Over jeugdcriminaliteit wordt veel gesproken, maar hebben we het altijd over hetzelfde? Onderzoeker Robby Roks pleit voor meer eenduidigheid in taal. En voor een pedagogische blik op jonge mensen die fouten maken.
Over jeugdcriminaliteit wordt veel gesproken, maar hebben we het altijd over hetzelfde? Onderzoeker Robby Roks pleit voor meer eenduidigheid in taal. En voor een pedagogische blik op jonge mensen die fouten maken.

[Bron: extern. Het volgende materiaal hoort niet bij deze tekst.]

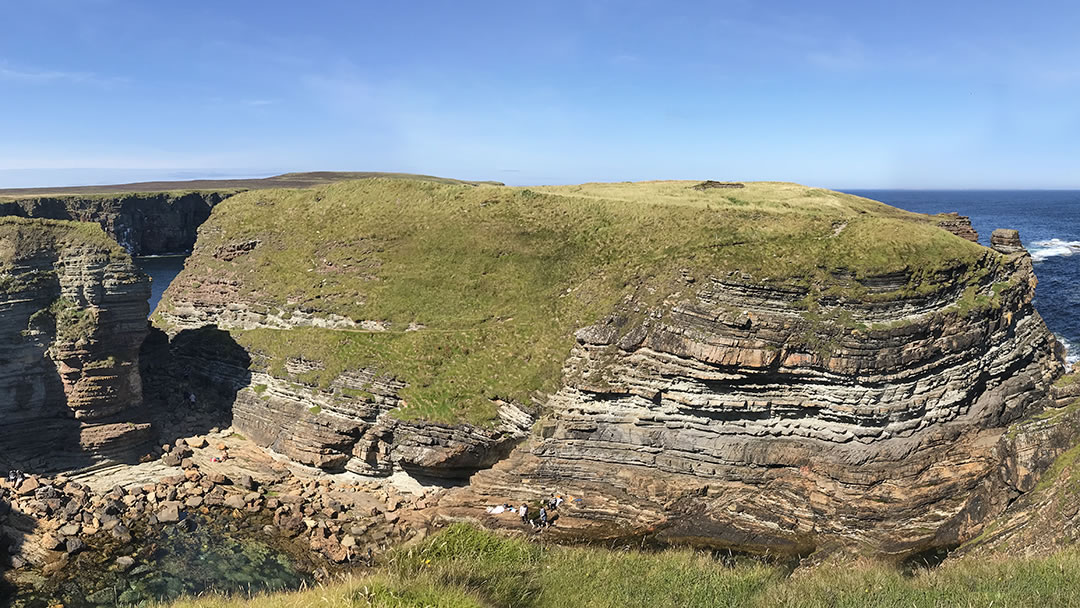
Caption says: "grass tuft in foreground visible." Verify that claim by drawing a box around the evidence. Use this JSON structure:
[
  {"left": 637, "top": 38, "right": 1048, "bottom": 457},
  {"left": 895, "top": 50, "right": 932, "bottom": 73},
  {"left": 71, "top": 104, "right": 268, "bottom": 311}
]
[{"left": 162, "top": 525, "right": 1080, "bottom": 608}]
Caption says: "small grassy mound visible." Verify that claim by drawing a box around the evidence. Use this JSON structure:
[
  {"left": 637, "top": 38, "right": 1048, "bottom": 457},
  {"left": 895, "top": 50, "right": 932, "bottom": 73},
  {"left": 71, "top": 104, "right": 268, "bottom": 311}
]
[
  {"left": 156, "top": 179, "right": 987, "bottom": 423},
  {"left": 162, "top": 525, "right": 1080, "bottom": 608}
]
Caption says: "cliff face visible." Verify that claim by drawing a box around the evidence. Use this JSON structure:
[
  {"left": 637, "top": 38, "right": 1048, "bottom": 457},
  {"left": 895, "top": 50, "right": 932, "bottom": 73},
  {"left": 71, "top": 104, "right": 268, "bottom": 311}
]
[
  {"left": 0, "top": 218, "right": 150, "bottom": 468},
  {"left": 156, "top": 180, "right": 1069, "bottom": 554},
  {"left": 467, "top": 240, "right": 1077, "bottom": 555},
  {"left": 0, "top": 191, "right": 232, "bottom": 256},
  {"left": 937, "top": 213, "right": 978, "bottom": 243}
]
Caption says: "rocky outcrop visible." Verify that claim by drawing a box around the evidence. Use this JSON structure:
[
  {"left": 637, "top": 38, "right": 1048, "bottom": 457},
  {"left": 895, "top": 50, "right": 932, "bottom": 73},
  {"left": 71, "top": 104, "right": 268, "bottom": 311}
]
[
  {"left": 455, "top": 233, "right": 1075, "bottom": 555},
  {"left": 0, "top": 218, "right": 150, "bottom": 470},
  {"left": 151, "top": 326, "right": 534, "bottom": 478},
  {"left": 961, "top": 370, "right": 1080, "bottom": 555},
  {"left": 937, "top": 212, "right": 978, "bottom": 243},
  {"left": 156, "top": 177, "right": 1080, "bottom": 555},
  {"left": 990, "top": 228, "right": 1027, "bottom": 254},
  {"left": 0, "top": 190, "right": 231, "bottom": 256}
]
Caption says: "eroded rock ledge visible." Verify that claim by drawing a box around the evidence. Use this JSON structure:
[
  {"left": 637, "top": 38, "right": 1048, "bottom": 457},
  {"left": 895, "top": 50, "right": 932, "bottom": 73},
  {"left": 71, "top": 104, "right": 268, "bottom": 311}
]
[
  {"left": 0, "top": 191, "right": 232, "bottom": 256},
  {"left": 446, "top": 233, "right": 1071, "bottom": 555},
  {"left": 0, "top": 218, "right": 150, "bottom": 470}
]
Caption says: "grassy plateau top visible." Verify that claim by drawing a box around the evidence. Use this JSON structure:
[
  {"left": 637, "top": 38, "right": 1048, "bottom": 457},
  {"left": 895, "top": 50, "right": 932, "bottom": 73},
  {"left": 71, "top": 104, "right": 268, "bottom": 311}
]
[{"left": 159, "top": 178, "right": 996, "bottom": 423}]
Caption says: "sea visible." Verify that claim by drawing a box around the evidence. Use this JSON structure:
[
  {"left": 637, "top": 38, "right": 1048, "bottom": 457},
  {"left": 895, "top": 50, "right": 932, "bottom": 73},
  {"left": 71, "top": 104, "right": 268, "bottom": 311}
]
[
  {"left": 136, "top": 190, "right": 1080, "bottom": 362},
  {"left": 843, "top": 190, "right": 1080, "bottom": 363}
]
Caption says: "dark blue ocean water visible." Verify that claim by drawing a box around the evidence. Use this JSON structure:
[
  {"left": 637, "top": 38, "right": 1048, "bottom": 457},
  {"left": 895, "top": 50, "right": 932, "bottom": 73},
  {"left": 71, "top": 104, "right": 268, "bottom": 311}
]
[
  {"left": 128, "top": 190, "right": 1080, "bottom": 359},
  {"left": 845, "top": 190, "right": 1080, "bottom": 360},
  {"left": 135, "top": 256, "right": 188, "bottom": 314}
]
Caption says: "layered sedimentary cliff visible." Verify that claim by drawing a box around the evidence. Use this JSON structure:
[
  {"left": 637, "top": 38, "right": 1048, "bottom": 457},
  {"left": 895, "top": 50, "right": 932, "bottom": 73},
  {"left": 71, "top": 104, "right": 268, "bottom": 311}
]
[
  {"left": 156, "top": 180, "right": 1071, "bottom": 555},
  {"left": 0, "top": 218, "right": 150, "bottom": 470},
  {"left": 937, "top": 212, "right": 978, "bottom": 243},
  {"left": 457, "top": 231, "right": 1077, "bottom": 555},
  {"left": 0, "top": 190, "right": 227, "bottom": 255}
]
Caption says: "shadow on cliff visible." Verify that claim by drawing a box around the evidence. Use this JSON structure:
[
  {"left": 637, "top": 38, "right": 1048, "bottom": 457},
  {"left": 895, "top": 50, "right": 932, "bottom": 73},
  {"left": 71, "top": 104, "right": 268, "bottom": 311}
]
[
  {"left": 0, "top": 311, "right": 120, "bottom": 474},
  {"left": 0, "top": 492, "right": 37, "bottom": 606},
  {"left": 139, "top": 326, "right": 252, "bottom": 444}
]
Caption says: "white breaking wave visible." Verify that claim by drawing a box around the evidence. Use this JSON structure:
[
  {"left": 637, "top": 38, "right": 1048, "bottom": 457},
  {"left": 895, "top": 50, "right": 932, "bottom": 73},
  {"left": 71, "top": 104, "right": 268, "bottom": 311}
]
[
  {"left": 1030, "top": 239, "right": 1080, "bottom": 261},
  {"left": 1054, "top": 334, "right": 1080, "bottom": 365}
]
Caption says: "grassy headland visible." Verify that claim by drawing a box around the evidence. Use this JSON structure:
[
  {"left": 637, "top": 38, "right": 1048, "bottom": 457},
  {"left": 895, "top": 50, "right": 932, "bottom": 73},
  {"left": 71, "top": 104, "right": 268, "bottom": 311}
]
[
  {"left": 164, "top": 525, "right": 1080, "bottom": 608},
  {"left": 156, "top": 178, "right": 987, "bottom": 423}
]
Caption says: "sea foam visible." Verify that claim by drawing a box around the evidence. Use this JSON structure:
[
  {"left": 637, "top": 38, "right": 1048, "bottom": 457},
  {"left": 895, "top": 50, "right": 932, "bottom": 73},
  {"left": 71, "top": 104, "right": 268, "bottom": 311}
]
[{"left": 1030, "top": 239, "right": 1080, "bottom": 261}]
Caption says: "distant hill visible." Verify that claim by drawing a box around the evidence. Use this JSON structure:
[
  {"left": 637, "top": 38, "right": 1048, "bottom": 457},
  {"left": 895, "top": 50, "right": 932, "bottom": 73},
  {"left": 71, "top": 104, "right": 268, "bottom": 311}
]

Als hoofddocent criminologie aan de Erasmus Universiteit Rotterdam houdt Robby Roks zich bezig met 'wat er tussen jeugdcriminaliteit en zware misdaad in zit'. Dit varieert van onderzoek naar wapenbezit en -gebruik onder Rotterdamse jongeren tot onderzoek naar daders van liquidaties. 'Mijn interesse ligt tussen jeugd en georganiseerde misdaad. Met bijzondere aandacht voor straatcultuur als verbinding tussen die twee.'
Roks ziet dat er veel aandacht is voor jeugdcriminaliteit, maar dat niet altijd duidelijk is waarover het precies gaat. 'Hebben we het over de jonge aanwas, mensen die al op jonge leeftijd hand- en spandiensten verrichten bij georganiseerde vormen van criminaliteit? Of over de jonge mensen die heel snel doorgroeien in de georganiseerde misdaad en op hun 18e of 19e enorm veel geld verdienen in de drugseconomie?'
Hij ziet hetzelfde bij gesprekken over de verharding van de jeugdcriminaliteit. 'Sommige mensen zeggen: de jeugd wordt steeds gewelddadiger en pleegt steeds zwaardere vormen van criminaliteit. Anderen zeggen: de jongeren die we zien bij zwaardere delicten worden steeds jonger. Dit zijn twee verschillende interpretaties die niet per definitie hetzelfde zijn.'
Hij pleit daarom voor betere afbakening en meer eenduidigheid. Ook over een onderwerp als ondermijning. 'Dat vind ik een lastige term. In de praktijk wordt de term ondermijning veel gebruikt, maar ik zie het in wetenschappelijke publicaties zelden terugkomen. Juist vanwege de verschillende invullingen die eraan gegeven worden. Tegelijkertijd gaat er een enorm mobiliserende werking vanuit. In de afgelopen jaren was er veel geld en aandacht voor ondermijning, en dat is natuurlijk positief voor de praktijk. Maar we dreigen ook de focus te verliezen. Als wetenschapper is het makkelijk praten, maar soms moeten we duidelijker zijn waarover we het hebben. Dat helpt ook voor een aanpak of interventie.'
"Als we een beetje uitzoomen, zien we dat de jeugdcriminaliteit nu op een veel lager niveau zit dan tien of vijftien jaar geleden."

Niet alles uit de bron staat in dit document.